Even so, we cannot and must not – if we are to claim ourselves Christians of Spirit-inspired integrity – believe that the future is unknown to the Lord God Almighty, that future is filled with anything but the fullness of God’s goodness, grace, and peace. Among those many other things, heaven most-assuredly knows that, sometime in the future, Christ is coming again. The One who was – the One who is – is so also without question the One who will return. Amen!

Right now, of course, we live by faith, not by sight. Right now, however much the Spirit convicts our joyous hearts to the Gospel’s truth and the present reality of Jesus, we cannot prove such things according to the rigorous standards of logic. We cannot empirically demonstrate any part of our faith in ways that would satisfy the methodology of science.

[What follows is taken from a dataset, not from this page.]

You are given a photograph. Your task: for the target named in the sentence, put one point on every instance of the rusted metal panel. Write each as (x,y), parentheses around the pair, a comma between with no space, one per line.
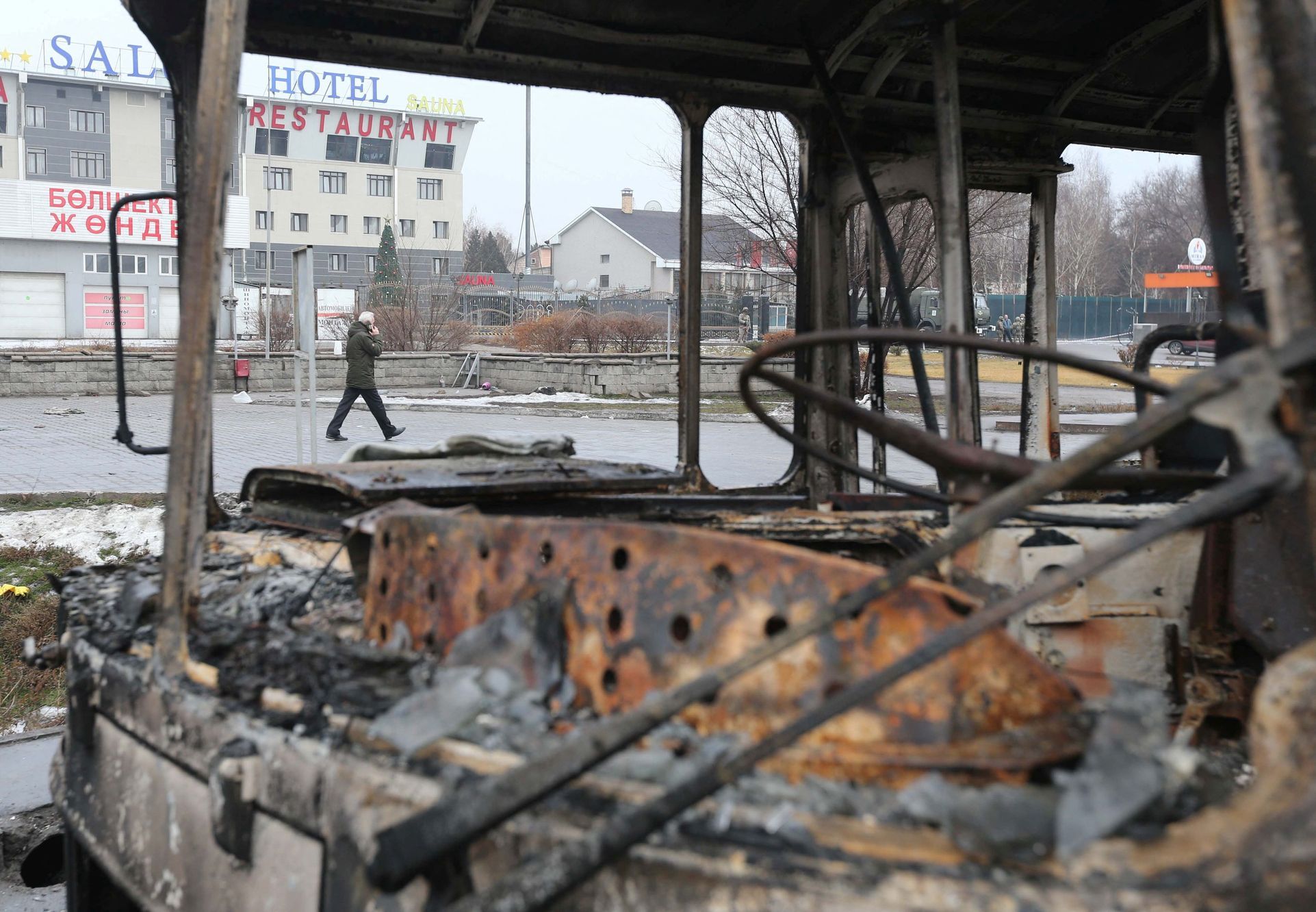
(1115,625)
(148,822)
(651,607)
(459,479)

Again, however, if what we believe in our hearts is right, then the day will come when the reality of Jesus will surpass the human desire for precise data and hard evidence. The day surely will come when we no more need to prove the truth of Christ in our midst than today we must verify the earth under our feet and the sky above our heads. Everyone will just see it!

So it is to be. Amen.

Pastor Grant M. VanderVelden shared this message during worship on Sunday, January 11, 2026, at First Presbyterian Church in Waukon, Iowa, USA. It is the first installment of a short series on the New Testament book of Revelation that will continue until the start of Lent in mid-February. Scholarship, commentary, and reflection by Scott Hoezee and Christopher C. Rowland inform the message.